Regression
In this example a regression problem is considered. A neural network is trained to approximate the function
$$y = x_1x_2 + x_1x_3 - x_2x_3$$
The network will thus take three features as inputs and output a single scalar. The data used to train the model have been generated with random values for $x_1$, $x_2$, and $x_3$ and both the inputs and outputs have been normalized. The input data are stored in input.csv
with each sample on a different row and different features on different columns. The output data are stored in output.csv
with the output for each sample in different rows.
The first step to create the neural network is to bring the required modules into scope:
use neuro::activations::Activation;
use neuro::data::{TabularDataSet, DataSet};
use neuro::errors::*;
use neuro::layers::Dense;
use neuro::losses;
use neuro::models::Network;
use neuro::optimizers::Adam;
use neuro::tensor::*;
use std::path::Path;
The main function of the program is defined. A Result
return type is selected such that the ?
operator can be used in the body of the function.
fn main() -> Result<(), Error> {
The paths to the csv files are specified and a TabularDataSet
is created. 10% of the samples are used as validation data and the last true
argument indicates that the csv files contain a header.
// Load the data
let inputs = Path::new("input.csv");
let outputs = Path::new("output.csv");
let data = TabularDataSet::from_csv(&inputs, &outputs, 0.1, true)?;
println!("{}", data);
The println!
statement prints the following:
=======
Dataset
=======
Input shape: [3 1 1]
Output shape: [1 1 1]
Number of training samples: 4500
Number of validation samples: 500
The neural network is then created. The mean squared error loss function is minimized using an Adam optimizer with a learning rate of 0.01. No regularization is applied to the model. Two dense hidden layers with 32 and 16 units respectively are added. These two layers use a ReLU activation function and the default weights and biases initializers. The output layer contains a single unit and uses a linear activation function.
// Create the network
let mut nn = Network::new(data.input_shape(), losses::MeanSquaredError, Adam::new(0.01), None)?;
nn.add(Dense::new(32, Activation::ReLU));
nn.add(Dense::new(16, Activation::ReLU));
nn.add(Dense::new(1, Activation::Linear));
println!("{}", nn);
The output is:
=====
Model
=====
Input shape: [3, 1, 1]
Output shape: [1, 1, 1]
Optimizer: Adam
Layer Parameters Output shape
---------------------------------------
Dense 128 [32, 1, 1]
Dense 528 [16, 1, 1]
Dense 17 [1, 1, 1]
The network is trained using mini-batches containing 64 samples for 50 epochs. The training progress is printed every 10 epochs and no metrics is used. Once the model is trained, it is saved in HDF5 format.
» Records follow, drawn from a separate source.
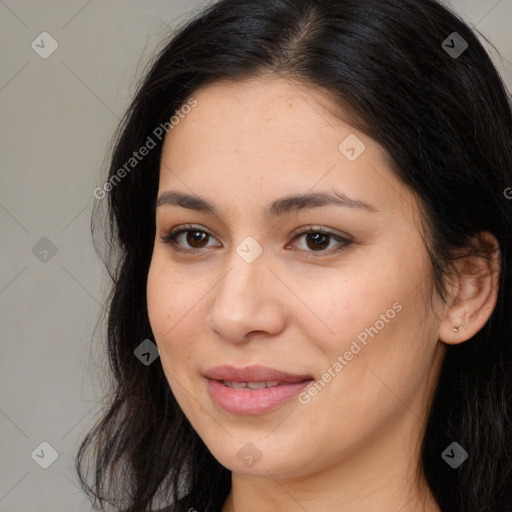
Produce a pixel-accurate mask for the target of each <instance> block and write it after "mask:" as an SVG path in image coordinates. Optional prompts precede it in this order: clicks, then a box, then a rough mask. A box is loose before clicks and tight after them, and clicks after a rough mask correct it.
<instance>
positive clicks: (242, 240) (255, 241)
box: [236, 236, 263, 263]
mask: <svg viewBox="0 0 512 512" xmlns="http://www.w3.org/2000/svg"><path fill="white" fill-rule="evenodd" d="M236 252H237V254H238V255H239V256H240V257H241V258H242V259H243V260H244V261H245V262H246V263H252V262H253V261H254V260H255V259H256V258H257V257H258V256H259V255H260V254H261V253H262V252H263V248H262V247H261V245H260V244H259V243H258V242H257V241H256V240H255V239H254V238H253V237H252V236H248V237H246V238H244V239H243V240H242V242H240V244H239V245H238V247H237V248H236Z"/></svg>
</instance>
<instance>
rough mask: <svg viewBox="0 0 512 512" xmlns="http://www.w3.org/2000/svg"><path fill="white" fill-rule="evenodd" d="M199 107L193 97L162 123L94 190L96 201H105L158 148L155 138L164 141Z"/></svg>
mask: <svg viewBox="0 0 512 512" xmlns="http://www.w3.org/2000/svg"><path fill="white" fill-rule="evenodd" d="M196 105H197V100H196V99H195V98H194V97H191V98H189V99H188V100H187V103H185V104H184V105H182V106H181V107H180V108H179V109H178V110H176V111H175V113H174V115H173V116H172V117H171V119H169V121H166V122H165V123H160V124H159V125H158V126H157V127H156V128H155V129H154V130H153V132H152V134H151V135H148V138H147V139H146V142H145V143H144V144H143V145H142V146H141V147H140V148H139V149H138V150H137V151H134V152H133V156H131V157H130V158H129V159H128V160H127V161H126V162H125V163H124V165H123V166H122V167H120V168H119V169H118V170H117V171H116V172H115V174H113V175H112V176H110V178H109V179H108V180H107V181H106V182H105V183H104V184H103V185H102V186H101V187H96V188H95V189H94V190H93V195H94V197H95V198H96V199H103V198H104V197H106V195H107V192H110V191H111V190H112V189H113V188H114V187H115V186H116V185H117V184H118V183H119V182H120V181H121V180H122V179H123V178H124V177H125V176H126V175H127V174H128V173H130V171H132V170H133V169H134V168H135V167H136V166H137V165H138V163H139V162H141V161H142V160H143V159H144V157H145V156H147V155H148V154H149V153H150V151H151V150H152V149H153V148H154V147H156V145H157V142H155V138H156V139H158V141H162V139H163V138H164V137H165V135H166V134H168V133H169V132H170V131H171V130H172V129H173V128H174V127H175V126H176V125H177V124H179V122H180V120H181V119H184V118H185V116H186V115H187V114H189V113H190V112H191V111H192V107H195V106H196Z"/></svg>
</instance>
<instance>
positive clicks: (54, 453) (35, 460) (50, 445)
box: [30, 441, 59, 469]
mask: <svg viewBox="0 0 512 512" xmlns="http://www.w3.org/2000/svg"><path fill="white" fill-rule="evenodd" d="M30 456H31V457H32V459H33V460H34V462H36V463H37V464H38V465H39V466H40V467H42V468H43V469H48V468H49V467H50V466H51V465H52V464H53V463H54V462H55V461H56V460H57V458H58V457H59V454H58V453H57V450H56V449H55V448H54V447H53V446H52V445H51V444H50V443H47V442H46V441H43V442H42V443H41V444H40V445H39V446H38V447H37V448H36V449H35V450H34V451H33V452H32V453H31V454H30Z"/></svg>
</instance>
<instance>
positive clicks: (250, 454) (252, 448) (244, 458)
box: [237, 443, 263, 468]
mask: <svg viewBox="0 0 512 512" xmlns="http://www.w3.org/2000/svg"><path fill="white" fill-rule="evenodd" d="M262 455H263V454H262V453H261V452H260V451H259V450H258V448H256V446H254V445H253V444H252V443H245V444H244V445H243V446H242V448H240V450H239V451H238V452H237V457H238V459H239V460H240V461H241V462H243V463H244V464H245V465H246V466H247V467H248V468H252V467H253V466H254V464H256V462H258V461H259V460H260V459H261V457H262Z"/></svg>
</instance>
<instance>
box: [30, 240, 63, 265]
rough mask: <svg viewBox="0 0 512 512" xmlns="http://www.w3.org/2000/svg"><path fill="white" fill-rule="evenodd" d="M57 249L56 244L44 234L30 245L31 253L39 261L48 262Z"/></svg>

// Train and save the model
nn.fit(&data, 64, 50, Some(10), None);
nn.save("feedforward.h5")?;
The output of the training process is:
Running on AMD_Radeon_Pro_555X_Compute_Engine using OpenCL.
[00:00:12] [##################################################] epoch: 10/50, train_loss: 0.0010379077, train_metrics: [], valid_loss: 0.0012252745, valid_metrics: []
[00:00:10] [##################################################] epoch: 20/50, train_loss: 0.0007133077, train_metrics: [], valid_loss: 0.0007566337, valid_metrics: []
[00:00:10] [##################################################] epoch: 30/50, train_loss: 0.00045565667, train_metrics: [], valid_loss: 0.0004974289, valid_metrics: []
[00:00:10] [##################################################] epoch: 40/50, train_loss: 0.00043236514, train_metrics: [], valid_loss: 0.0005186321, valid_metrics: []
[00:00:10] [##################################################] epoch: 50/50, train_loss: 0.00022926035, train_metrics: [], valid_loss: 0.0003253596, valid_metrics: []
Model saved in: feedforward.h5
The first line indicates that the library runs on the GPU and uses OpenCL. As can be seen, the loss function decreases for both the training and validation sets as training progresses. Since both losses stay relatively close to each other, the network is not overfitting. If/when it does, several regularization methods are available in the library such as L1/L2 regularization, dropout, or batch normalization. Once the model has been trained, it is used to predict the output of two new samples:
// Predictions: create two inputs: (-0.5, 0.92, 0.35) and (0.45, -0.72, -0.12).
let inputs = Tensor::new(&[-0.5, 0.92, 0.35, 0.45, -0.72, -0.12], Dim::new(&[3, 1, 1, 2]));
let res = nn.predict(&inputs); // expected: -0.957 and -0.4644 respectively.
println!("Predictions:");
res.print_tensor();
Ok(())
}
Which displays:
Predictions:
[1 1 1 2]
-0.9556
-0.4767
The expected outputs being -0.957 and -0.4644, the predicted results are pretty close to the true values. The accuracy could be improved by training for more epochs, increasing the complexity of the model or tuning the optimizer’s parameters.